The D4 is always Hosier’s desk of choice; he has used Avolites’ most powerful console extensively since a D4 was installed at Shepherds’ Bush Empire 16 months ago, where he works as a house programmer/designer. “It was ideal for a show like the Planets, with very limited programming and rehearsal time, multiple artists and a lot of lighting to control ‘on the fly’.”
This year’s show gathered musicians from all over the globe and included live performances by Nitin Sawney, Sain Zahoor, Souad Massi, Amadou & Mariam, Fanfare Ciocarlia and Konono No 1. It was presented by High Masekela and Late Junction’s Verity Sharp and Fiona Talkington, and was broadcast on Radio 3, with TV highlights shown twice on BBC 4. The entire concert is also available for download from the BBC’s website, as is a special behind-the-scenes documentary about staging it.
Luton was brought onboard by production company Serious Productions to take care of all the lighting requirements, for which he worked closely with the BBC’s designer, Oli Richards. With a stage and a presentation area to be lit, they used Pulsar LED Chroma strips to create a continuity in look between the two elements. Forty-eight of these were used in total, 12 in the presentation area and the rest for the performance area of the stage. The latter were bolted behind three upstage screens so they shone through the scrim material and disappeared when the projections were running.
The three screens at the back of the stage were stretched across trussing frames, each of which also had six Martin MAC 250 moving lights rigged onto them. Other moving lights included 12 High End x.Spots, located on the back rail of a box truss and on drop bars descending from the side trusses of the box, used for cross stage fillers, plus another four on the floor. The screen truss was hung upstage of the back rail of the box and flown in and out so artists and their kit could be easily moved on and offstage.

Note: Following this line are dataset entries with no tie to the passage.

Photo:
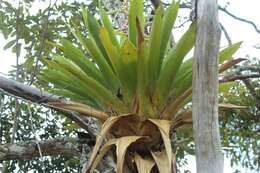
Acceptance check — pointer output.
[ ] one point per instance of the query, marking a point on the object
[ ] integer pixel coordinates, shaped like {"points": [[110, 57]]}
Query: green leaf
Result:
{"points": [[93, 28], [154, 46], [129, 61], [168, 22], [172, 64], [79, 58], [136, 10], [106, 70], [108, 25], [228, 52], [9, 44]]}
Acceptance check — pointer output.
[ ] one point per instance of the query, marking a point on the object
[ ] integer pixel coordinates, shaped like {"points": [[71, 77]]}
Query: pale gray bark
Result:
{"points": [[209, 157]]}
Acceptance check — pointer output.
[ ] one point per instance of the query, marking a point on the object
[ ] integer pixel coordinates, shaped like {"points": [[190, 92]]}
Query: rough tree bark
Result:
{"points": [[209, 157]]}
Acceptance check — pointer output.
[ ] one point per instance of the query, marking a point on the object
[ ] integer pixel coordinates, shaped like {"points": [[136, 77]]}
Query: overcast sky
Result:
{"points": [[237, 30]]}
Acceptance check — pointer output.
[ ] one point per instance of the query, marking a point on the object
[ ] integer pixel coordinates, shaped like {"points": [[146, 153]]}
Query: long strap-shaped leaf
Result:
{"points": [[136, 10], [101, 92], [168, 22], [93, 28], [164, 126], [89, 44], [172, 64], [108, 25], [154, 46], [80, 59], [145, 107]]}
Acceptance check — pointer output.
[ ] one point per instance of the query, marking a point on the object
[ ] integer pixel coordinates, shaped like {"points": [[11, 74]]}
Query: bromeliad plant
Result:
{"points": [[135, 85]]}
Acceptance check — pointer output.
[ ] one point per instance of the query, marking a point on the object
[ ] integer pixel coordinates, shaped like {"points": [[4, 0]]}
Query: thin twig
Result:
{"points": [[36, 140], [238, 77], [240, 19], [226, 34]]}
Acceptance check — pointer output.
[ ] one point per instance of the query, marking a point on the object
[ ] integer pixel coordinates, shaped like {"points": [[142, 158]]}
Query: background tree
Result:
{"points": [[48, 24]]}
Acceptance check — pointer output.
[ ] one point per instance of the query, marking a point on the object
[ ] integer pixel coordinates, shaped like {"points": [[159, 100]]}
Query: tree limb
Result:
{"points": [[156, 3], [238, 77], [37, 96], [52, 147], [240, 19], [184, 5]]}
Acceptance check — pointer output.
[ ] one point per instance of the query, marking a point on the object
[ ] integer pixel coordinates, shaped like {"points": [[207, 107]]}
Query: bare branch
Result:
{"points": [[226, 34], [183, 5], [239, 18], [29, 150], [35, 95], [156, 3], [238, 77]]}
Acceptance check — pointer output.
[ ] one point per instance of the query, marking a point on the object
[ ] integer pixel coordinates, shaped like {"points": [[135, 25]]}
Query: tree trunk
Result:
{"points": [[209, 157]]}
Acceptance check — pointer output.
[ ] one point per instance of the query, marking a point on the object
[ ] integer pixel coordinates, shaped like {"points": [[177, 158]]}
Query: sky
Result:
{"points": [[238, 31]]}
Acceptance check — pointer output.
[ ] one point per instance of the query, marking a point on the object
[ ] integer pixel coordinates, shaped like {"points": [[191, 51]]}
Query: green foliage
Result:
{"points": [[111, 69]]}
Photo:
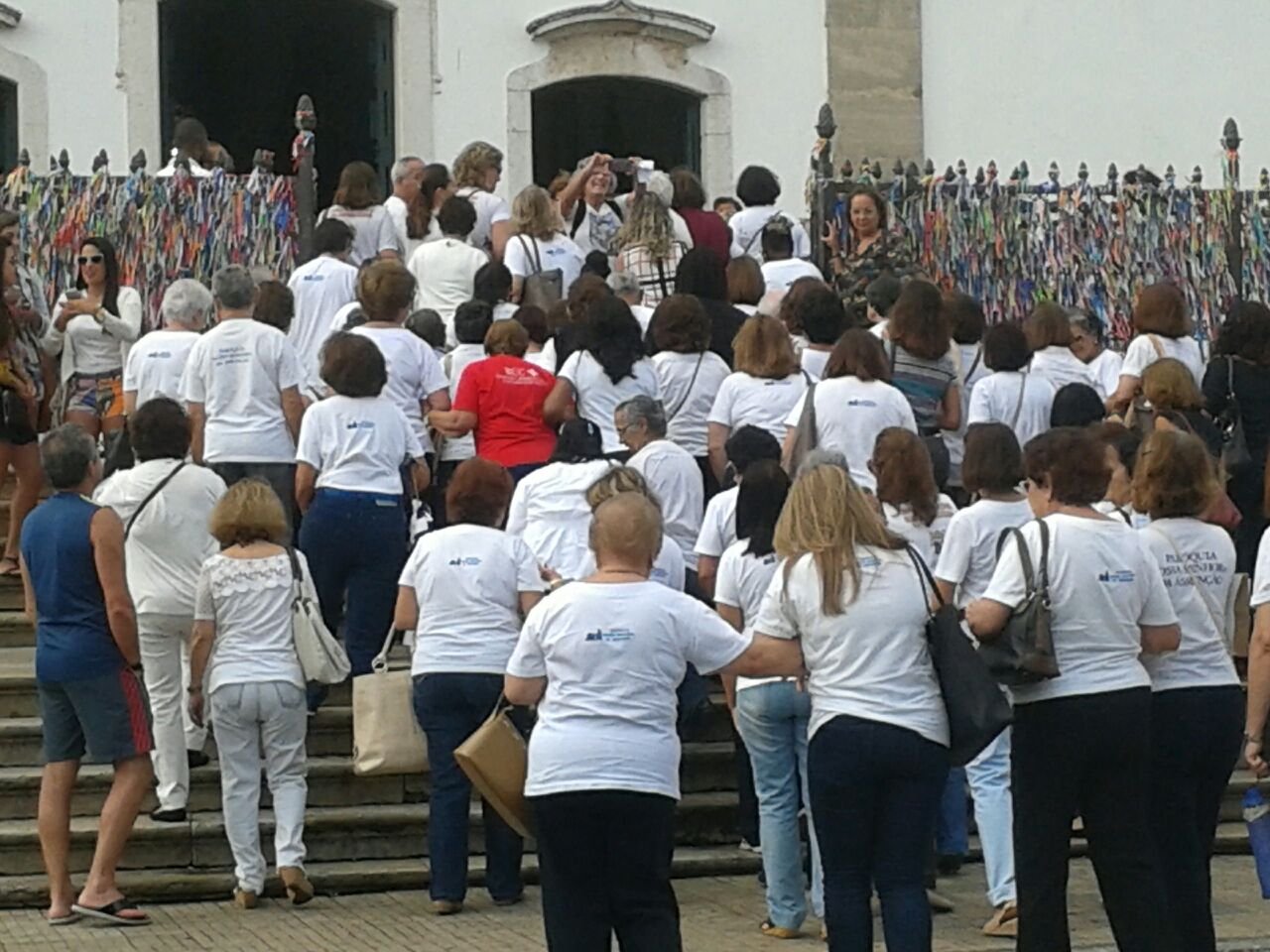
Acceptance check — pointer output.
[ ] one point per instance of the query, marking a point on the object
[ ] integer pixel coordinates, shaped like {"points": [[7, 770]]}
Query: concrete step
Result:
{"points": [[331, 834], [336, 879], [331, 782]]}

On the front edge of the box truss were four MAC 700s, used exclusively for screen projections, with Luton taking full advantage of their animation wheel facilities. Also on the front edge of the box were three HES Studio Beam PCs. TA further eight PC Beams were on a TV truss flown in the auditorium, primarily used for audience lighting. The same truss also contained 14 ETC Source Fours used for key lighting performers onstage on its upstage rail. Other lighting instruments–supplied by Neg Earth–included a few odd PARs dotted around, and some Lowell Omnis, used as floodlights along the font of stage.
All lighting was controlled by the D4. Originally, Luton was planning to run a digital media server with video off the console as well, but this was replaced with the animated projections. The 2006 Planet World Music Awards featured a series of big spectacular looks specific to each artist.
Luton loves the versatility of the Diamond 4 and the fact that you can configure and customize the front panel to have your fixtures, effects and functions exactly where you want them for easy access. His preference in this case was to organize all the movement chases and special effects along the top of the desk, with the basics including stage color washes along the bottom.